Alternatively, we provide access to popular datasets, and can be toggled via the [data configurations](cli/conf/eval/data).
As an example, say we want to perform evaluation, again on the ETTh1 dataset from the popular [Long Sequence Forecasting benchmark](https://github.com/thuml/Time-Series-Library).
We first need to download the pre-processed datasets and put them in the correct directory, by setting up the TSLib repository and following the instructions.
Then, assign the dataset directory to the `LSF_PATH` environment variable:
```shell
echo "LSF_PATH=PATH_TO_TSLIB/dataset" >> .env
```

Thereafter, simply run the following script with the predefined [Hydra config file](cli/conf/eval/data/lsf_test.yaml):
```shell
python -m cli.eval \ 
  run_name=example_eval_2 \
  model=moirai_1.0_R_small \
  model.patch_size=32 \ 
  model.context_length=1000 \ 
  data=lsf_test \
  data.dataset_name=ETTh1 \
  data.prediction_length=96 
```

### Pre-training
Now, let's see how you can pre-train your own model. 
We'll start with preparing the data for pre-training first, by downloading the [Large-scale Open Time Series Archive (LOTSA data)](https://huggingface.co/datasets/Salesforce/lotsa_data/).
Assuming you've already createed a `.env` file, run the following commands.
```shell
huggingface-cli download Salesforce/lotsa_data --repo-type=dataset --local-dir PATH_TO_SAVE
echo "LOTSA_V1_PATH=PATH_TO_SAVE" >> .env
```

Then, we can simply run the following script to start a pre-training job. 
See the [relevant](cli/train.py) [files](cli/conf/pretrain) on how to further customize the settings.
```shell
python -m cli.train \
  -cp conf/pretrain \
  run_name=first_run \
  model=moirai_small \
  data=lotsa_v1_unweighted
```

## 👀 Citation

If you're using this repository in your research or applications, please cite using the following BibTeX:

```markdown
@article{liu2024moiraimoe,
  title={Moirai-MoE: Empowering Time Series Foundation Models with Sparse Mixture of Experts},
  author={Liu, Xu and Liu, Juncheng and Woo, Gerald and Aksu, Taha and Liang, Yuxuan and Zimmermann, Roger and Liu, Chenghao and Savarese, Silvio and Xiong, Caiming and Sahoo, Doyen},
  journal={arXiv preprint arXiv:2410.10469},
  year={2024}
}

@article{aksu2024gifteval,
  title={GIFT-Eval: A Benchmark For General Time Series Forecasting Model Evaluation},
  author={Aksu, Taha and Woo, Gerald and Liu, Juncheng and Liu, Xu and Liu, Chenghao and Savarese, Silvio and Xiong, Caiming and Sahoo, Doyen},
  journal={arXiv preprint arXiv:2410.10393},
  year={2024}
}

@inproceedings{woo2024moirai,
  title={Unified Training of Universal Time Series Forecasting Transformers},
  author={Woo, Gerald and Liu, Chenghao and Kumar, Akshat and Xiong, Caiming and Savarese, Silvio and Sahoo, Doyen},
  booktitle={Forty-first International Conference on Machine Learning},
  year={2024}
}
```

## Ethical Considerations

This release is for research purposes only in support of an academic paper.

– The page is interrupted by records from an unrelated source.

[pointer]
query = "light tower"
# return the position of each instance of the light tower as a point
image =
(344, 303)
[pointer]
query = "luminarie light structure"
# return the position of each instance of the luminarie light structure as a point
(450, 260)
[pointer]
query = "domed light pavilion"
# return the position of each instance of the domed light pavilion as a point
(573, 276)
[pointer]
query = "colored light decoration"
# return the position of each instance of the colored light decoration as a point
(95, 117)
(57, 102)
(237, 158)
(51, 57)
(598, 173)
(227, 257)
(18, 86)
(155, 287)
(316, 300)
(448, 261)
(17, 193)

Our models, datasets, and code are not specifically designed or evaluated for all downstream purposes. We strongly recommend users evaluate and address potential concerns related to accuracy, safety, and fairness before deploying this model. We encourage users to consider the common limitations of AI, comply with applicable laws, and leverage best practices when selecting use cases, particularly for high-risk scenarios where errors or misuse could significantly impact people’s lives, rights, or safety. For further guidance on use cases, refer to our AUP and AI AUP.